Au-dessus des comtes et des ducs, il y avait des fonctionnaires que l’on appelait les envoyés du maître, missi dominici. Ils étaient choisis avec soin par le prince et n’avaient qu’une mission de courte durée. Chacun d’eux, dans la région qu’il avait à parcourir, devait surveiller la conduite des comtes et des autres agens royaux, examiner leur gestion, recevoir les plaintes et les appels portés contre eux. Ils partaient chaque année du palais de l’empereur avec des instructions rédigées par lui ; ils y revenaient avec un rapport qu’ils mettaient sous ses yeux. Leur principal devoir était de s’assurer que ses volontés étaient exécutées pleinement. Comme ils le représentaient, ils étaient armés de tous les pouvoirs.
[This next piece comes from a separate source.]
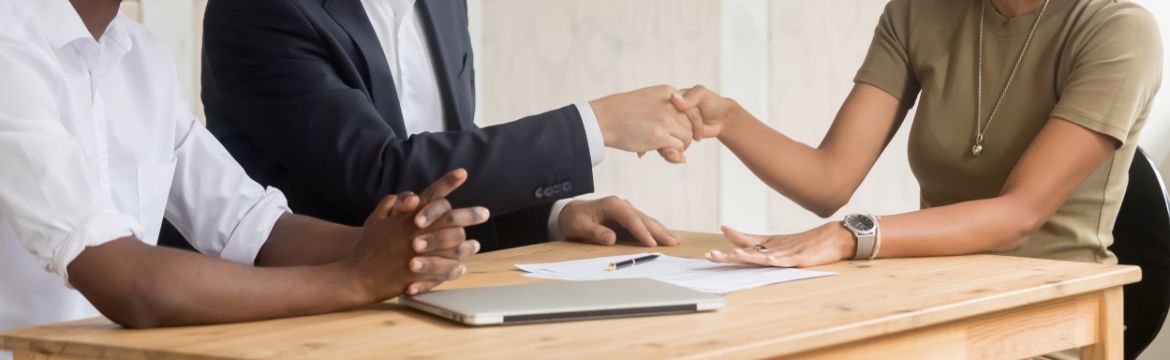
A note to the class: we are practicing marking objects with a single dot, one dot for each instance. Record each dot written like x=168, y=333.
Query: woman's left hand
x=824, y=244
Finances, justice, service militaire, discipline ecclésiastique, ils avaient la main sur toute Eux aussi, ils convoquaient des plaids ; mais ces plaids ne se composaient pas de la population libre et ne ressemblaient pas à des assemblées provinciales, ils étaient formés des fonctionnaires de la province, des comtes, des vicaires, des centeniers, des vassaux. Le commissaire impérial réunissait autour de lui tous ces personnages pour les interroger, pour leur faire rendre leurs comptes, et aussi pour leur faire connaître les instructions du prince. Il devait enfin mettre à profit ces réunions pour s’informer de l’état du pays, des désordres qui étaient à réprimer, des améliorations qu’on pouvait introduire.

  1. Il y a dans le recueil des capitulaires (Baluze, t. II, p. 114) une lettre des évêques qui décrit le pouvoir des comtes et montre jusqu’où allait leur autorité. Il ressort de cette lettre avec une pleine évidence qu’il n’y avait auprès du comte aucune assemblée qui pût poser des bornes à son pouvoir.